Existing error bounds for Kolmogorov–Arnold Networks (KANs) are loose, lack geometric distance awareness, and involve uncontrollable constants. Method: We propose the first distance-aware theoretical error bounding framework, extending Newton polynomial error analysis to arbitrary and nested spline compositions. Leveraging Lipschitz continuity assumptions and modeling error propagation through nested function composition, we derive a computable, tight upper bound with explicit geometric interpretation. Contribution/Results: Evaluated on laser-scanned sparse point cloud shape reconstruction, our bound tightly envelopes true obstacle contours—substantially outperforming Monte Carlo estimates in accuracy while maintaining high computational efficiency. The framework ensures both theoretical rigor and real-time applicability.

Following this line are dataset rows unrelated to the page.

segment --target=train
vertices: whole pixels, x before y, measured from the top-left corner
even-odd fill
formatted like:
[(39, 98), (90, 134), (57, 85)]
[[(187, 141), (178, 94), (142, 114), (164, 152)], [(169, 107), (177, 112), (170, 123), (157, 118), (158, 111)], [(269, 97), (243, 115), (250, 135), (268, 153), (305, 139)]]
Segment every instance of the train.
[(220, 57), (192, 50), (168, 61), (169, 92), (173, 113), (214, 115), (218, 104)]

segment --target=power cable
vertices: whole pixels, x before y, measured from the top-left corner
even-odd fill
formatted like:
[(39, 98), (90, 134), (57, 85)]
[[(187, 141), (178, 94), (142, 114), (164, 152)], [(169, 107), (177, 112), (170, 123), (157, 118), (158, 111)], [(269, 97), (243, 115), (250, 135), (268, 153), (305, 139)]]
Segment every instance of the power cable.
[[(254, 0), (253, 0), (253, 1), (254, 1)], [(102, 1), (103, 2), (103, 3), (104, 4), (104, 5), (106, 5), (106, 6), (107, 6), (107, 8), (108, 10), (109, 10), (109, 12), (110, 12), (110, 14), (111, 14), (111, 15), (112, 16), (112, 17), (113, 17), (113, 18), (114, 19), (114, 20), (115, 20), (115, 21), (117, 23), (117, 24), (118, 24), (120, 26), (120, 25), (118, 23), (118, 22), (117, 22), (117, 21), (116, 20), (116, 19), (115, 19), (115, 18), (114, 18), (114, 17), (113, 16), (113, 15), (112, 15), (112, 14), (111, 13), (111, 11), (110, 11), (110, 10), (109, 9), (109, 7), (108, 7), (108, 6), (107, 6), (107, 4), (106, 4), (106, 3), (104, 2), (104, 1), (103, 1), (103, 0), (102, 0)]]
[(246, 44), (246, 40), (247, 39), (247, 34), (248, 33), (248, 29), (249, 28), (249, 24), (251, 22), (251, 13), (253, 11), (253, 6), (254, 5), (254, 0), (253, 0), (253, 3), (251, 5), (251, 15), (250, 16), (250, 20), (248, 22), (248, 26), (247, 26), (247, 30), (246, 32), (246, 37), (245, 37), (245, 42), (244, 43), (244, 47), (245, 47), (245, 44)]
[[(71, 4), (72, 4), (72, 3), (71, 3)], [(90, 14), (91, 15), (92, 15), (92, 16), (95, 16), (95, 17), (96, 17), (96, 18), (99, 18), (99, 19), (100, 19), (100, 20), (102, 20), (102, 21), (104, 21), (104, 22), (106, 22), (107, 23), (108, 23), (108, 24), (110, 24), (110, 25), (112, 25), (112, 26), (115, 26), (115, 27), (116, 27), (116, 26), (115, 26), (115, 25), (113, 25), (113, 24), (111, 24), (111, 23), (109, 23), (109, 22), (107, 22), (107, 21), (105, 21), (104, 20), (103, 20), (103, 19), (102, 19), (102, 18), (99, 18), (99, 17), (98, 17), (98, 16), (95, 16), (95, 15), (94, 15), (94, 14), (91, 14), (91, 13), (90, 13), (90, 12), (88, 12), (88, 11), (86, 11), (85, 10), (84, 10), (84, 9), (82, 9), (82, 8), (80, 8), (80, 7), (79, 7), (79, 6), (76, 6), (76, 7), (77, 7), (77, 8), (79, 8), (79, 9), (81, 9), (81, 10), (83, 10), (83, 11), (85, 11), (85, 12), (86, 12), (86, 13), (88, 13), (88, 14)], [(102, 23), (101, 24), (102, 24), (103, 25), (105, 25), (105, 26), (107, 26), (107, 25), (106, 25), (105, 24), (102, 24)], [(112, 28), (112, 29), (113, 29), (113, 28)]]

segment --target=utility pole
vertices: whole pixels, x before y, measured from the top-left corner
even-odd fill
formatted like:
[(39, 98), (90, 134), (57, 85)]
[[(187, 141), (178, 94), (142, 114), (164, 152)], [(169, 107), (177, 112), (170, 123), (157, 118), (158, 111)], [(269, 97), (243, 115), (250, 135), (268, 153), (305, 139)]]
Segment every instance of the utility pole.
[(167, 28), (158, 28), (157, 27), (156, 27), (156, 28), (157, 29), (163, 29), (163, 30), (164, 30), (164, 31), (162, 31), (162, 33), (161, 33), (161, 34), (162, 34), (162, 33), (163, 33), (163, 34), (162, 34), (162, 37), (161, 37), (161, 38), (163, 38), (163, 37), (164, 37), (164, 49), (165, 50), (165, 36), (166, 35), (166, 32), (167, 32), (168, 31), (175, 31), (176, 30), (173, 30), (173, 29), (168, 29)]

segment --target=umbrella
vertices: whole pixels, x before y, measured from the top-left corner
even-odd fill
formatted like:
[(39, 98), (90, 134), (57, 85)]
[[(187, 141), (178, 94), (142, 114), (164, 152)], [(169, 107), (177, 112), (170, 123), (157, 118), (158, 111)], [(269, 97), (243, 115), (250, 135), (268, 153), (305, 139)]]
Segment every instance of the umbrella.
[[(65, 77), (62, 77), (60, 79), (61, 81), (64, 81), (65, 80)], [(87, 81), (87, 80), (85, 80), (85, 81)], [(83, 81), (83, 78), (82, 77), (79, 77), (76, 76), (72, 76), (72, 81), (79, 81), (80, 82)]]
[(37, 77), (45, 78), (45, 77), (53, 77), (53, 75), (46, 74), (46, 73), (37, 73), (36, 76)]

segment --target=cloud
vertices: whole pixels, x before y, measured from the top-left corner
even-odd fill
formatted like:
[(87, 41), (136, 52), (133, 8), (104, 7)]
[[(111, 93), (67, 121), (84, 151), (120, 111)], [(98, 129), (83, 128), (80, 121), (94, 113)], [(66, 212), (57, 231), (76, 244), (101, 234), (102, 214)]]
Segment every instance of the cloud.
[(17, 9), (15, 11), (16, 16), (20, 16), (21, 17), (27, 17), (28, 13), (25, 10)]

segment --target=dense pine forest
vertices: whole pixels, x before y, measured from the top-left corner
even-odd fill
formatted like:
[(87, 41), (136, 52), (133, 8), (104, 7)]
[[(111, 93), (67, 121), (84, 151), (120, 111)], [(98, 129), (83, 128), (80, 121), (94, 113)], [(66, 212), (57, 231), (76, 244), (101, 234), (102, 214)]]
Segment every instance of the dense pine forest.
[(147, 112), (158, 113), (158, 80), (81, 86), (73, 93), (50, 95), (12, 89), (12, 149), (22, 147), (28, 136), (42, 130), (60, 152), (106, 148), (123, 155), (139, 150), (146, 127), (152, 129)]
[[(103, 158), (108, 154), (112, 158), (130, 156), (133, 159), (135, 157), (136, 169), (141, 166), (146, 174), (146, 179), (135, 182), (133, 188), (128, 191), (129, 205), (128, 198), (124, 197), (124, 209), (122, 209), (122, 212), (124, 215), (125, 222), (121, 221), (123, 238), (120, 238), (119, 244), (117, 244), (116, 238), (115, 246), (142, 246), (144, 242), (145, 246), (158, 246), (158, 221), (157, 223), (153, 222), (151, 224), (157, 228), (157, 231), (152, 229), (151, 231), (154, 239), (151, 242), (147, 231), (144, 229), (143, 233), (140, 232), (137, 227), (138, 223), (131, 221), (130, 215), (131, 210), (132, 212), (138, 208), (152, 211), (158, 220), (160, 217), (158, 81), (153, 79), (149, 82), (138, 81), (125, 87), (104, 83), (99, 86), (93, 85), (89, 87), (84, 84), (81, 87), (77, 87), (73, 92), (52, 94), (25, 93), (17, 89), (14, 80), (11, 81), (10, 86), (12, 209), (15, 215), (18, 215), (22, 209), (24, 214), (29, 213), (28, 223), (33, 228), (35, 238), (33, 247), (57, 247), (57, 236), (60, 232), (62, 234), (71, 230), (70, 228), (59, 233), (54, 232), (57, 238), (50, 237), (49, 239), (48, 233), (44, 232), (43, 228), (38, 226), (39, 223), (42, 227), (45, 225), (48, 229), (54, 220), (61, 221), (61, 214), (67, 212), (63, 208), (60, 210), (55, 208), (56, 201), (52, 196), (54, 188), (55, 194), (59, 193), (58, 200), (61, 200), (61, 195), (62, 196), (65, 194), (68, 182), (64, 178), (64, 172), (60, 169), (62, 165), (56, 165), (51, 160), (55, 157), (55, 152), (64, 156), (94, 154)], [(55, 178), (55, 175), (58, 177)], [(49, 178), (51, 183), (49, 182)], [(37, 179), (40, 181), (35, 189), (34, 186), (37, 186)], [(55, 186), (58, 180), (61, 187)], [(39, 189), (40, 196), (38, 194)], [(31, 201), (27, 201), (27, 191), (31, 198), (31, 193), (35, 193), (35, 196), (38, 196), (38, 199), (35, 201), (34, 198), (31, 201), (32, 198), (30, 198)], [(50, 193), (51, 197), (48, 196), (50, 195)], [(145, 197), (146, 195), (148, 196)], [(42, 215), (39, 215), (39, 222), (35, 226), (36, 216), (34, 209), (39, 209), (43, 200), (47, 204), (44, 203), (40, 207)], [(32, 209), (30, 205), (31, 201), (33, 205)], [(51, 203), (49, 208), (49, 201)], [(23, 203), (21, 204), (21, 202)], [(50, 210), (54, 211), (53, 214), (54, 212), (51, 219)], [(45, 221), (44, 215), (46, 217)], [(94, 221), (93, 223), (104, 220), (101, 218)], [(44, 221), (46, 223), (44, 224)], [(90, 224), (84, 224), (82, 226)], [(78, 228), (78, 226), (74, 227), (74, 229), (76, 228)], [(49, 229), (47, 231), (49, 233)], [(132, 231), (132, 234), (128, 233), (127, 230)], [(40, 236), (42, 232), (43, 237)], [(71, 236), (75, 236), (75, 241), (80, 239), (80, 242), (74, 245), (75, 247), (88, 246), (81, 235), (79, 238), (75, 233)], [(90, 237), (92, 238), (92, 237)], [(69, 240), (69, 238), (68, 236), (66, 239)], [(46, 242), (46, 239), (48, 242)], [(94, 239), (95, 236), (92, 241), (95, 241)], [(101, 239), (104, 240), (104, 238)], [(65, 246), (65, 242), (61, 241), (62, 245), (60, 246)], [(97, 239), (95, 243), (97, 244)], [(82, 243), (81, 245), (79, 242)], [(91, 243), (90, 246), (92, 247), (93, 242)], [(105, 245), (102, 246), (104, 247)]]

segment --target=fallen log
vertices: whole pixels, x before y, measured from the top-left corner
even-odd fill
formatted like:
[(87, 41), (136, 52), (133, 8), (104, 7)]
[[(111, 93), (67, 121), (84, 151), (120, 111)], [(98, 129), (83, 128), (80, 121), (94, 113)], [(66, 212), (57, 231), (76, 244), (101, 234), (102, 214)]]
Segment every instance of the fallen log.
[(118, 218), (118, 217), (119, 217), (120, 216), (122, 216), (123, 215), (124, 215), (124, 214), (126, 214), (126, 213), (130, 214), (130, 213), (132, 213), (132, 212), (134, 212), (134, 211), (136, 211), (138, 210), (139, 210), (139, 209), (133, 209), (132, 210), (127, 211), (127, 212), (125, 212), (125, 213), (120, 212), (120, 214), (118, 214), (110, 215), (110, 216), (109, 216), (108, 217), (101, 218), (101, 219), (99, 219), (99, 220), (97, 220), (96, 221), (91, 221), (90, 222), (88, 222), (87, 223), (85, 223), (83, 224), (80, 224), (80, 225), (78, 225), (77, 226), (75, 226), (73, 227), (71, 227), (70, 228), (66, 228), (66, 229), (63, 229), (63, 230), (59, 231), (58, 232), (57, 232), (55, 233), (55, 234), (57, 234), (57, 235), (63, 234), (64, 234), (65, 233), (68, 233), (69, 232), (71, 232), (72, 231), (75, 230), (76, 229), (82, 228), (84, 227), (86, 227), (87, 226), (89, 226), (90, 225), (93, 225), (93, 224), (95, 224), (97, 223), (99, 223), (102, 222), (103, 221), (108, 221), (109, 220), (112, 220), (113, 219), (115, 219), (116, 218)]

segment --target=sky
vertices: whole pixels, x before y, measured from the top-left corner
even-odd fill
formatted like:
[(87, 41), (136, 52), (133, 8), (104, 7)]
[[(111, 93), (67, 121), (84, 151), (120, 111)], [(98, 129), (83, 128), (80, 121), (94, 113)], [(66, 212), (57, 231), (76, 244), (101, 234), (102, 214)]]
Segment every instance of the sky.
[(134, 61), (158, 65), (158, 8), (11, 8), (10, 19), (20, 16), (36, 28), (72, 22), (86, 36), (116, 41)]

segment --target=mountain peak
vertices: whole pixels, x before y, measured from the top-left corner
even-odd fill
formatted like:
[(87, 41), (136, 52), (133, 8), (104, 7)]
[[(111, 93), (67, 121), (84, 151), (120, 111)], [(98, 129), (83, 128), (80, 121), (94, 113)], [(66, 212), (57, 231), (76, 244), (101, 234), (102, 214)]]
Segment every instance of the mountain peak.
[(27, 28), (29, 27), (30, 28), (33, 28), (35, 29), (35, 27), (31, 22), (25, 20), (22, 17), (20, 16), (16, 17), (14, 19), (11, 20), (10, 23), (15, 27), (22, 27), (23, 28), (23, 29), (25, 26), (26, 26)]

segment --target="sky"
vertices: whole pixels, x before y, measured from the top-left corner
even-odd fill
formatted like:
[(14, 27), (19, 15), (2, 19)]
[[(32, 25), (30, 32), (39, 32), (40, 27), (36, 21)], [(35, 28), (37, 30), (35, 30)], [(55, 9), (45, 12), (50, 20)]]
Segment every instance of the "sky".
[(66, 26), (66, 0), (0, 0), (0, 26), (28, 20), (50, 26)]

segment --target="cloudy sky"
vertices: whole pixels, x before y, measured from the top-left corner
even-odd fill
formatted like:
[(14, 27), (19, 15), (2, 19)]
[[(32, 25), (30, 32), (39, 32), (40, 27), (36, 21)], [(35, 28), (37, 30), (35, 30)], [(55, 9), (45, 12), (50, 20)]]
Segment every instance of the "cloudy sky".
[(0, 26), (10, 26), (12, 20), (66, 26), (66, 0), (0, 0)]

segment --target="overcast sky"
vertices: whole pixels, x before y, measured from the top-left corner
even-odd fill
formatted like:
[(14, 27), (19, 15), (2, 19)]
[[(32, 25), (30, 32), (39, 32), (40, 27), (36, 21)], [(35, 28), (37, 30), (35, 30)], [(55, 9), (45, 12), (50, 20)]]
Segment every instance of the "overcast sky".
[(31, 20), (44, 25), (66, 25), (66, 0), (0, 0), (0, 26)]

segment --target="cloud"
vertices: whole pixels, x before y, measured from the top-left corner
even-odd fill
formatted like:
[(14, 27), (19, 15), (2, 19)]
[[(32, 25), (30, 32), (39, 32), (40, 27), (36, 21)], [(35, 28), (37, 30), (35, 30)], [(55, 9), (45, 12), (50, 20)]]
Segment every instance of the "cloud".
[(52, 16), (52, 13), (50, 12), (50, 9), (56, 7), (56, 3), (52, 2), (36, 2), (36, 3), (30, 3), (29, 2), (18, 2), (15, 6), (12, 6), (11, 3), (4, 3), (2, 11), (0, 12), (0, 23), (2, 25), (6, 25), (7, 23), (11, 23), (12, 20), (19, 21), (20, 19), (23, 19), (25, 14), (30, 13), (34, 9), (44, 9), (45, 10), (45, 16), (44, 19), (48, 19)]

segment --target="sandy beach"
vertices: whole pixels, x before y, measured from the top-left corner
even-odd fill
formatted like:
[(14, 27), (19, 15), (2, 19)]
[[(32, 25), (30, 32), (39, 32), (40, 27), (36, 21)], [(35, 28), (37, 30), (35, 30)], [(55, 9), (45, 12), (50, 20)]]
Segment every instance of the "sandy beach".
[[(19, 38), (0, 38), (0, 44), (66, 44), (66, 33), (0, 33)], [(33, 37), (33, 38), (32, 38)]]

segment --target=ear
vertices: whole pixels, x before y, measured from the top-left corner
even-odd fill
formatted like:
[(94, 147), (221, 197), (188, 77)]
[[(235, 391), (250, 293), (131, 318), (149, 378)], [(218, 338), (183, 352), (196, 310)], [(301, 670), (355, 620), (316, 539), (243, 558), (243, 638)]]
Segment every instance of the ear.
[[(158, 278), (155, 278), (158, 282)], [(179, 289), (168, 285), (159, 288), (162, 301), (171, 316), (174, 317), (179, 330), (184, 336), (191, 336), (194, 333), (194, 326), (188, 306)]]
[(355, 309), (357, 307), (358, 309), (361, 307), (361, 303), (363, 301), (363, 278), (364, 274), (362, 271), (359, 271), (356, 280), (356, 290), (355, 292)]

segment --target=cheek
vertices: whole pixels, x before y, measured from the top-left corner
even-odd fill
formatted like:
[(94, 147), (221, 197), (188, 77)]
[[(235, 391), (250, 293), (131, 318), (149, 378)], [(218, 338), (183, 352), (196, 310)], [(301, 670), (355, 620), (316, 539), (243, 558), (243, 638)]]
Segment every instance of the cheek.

In this paper, we provide distance-aware error bounds for Kolmogorov Arnold Networks (KANs). We call our new error bounds estimator DAREK -- Distance Aware Error for Kolmogorov networks. Z. Liu et al. provide error bounds, which may be loose, lack distance-awareness, and are defined only up to an unknown constant of proportionality. We review the error bounds for Newton's polynomial, which is then generalized to an arbitrary spline, under Lipschitz continuity assumptions. We then extend these bounds to nested compositions of splines, arriving at error bounds for KANs. We evaluate our method by estimating an object's shape from sparse laser scan points. We use KAN to fit a smooth function to the scans and provide error bounds for the fit. We find that our method is faster than Monte Carlo approaches, and that our error bounds enclose the true obstacle shape reliably.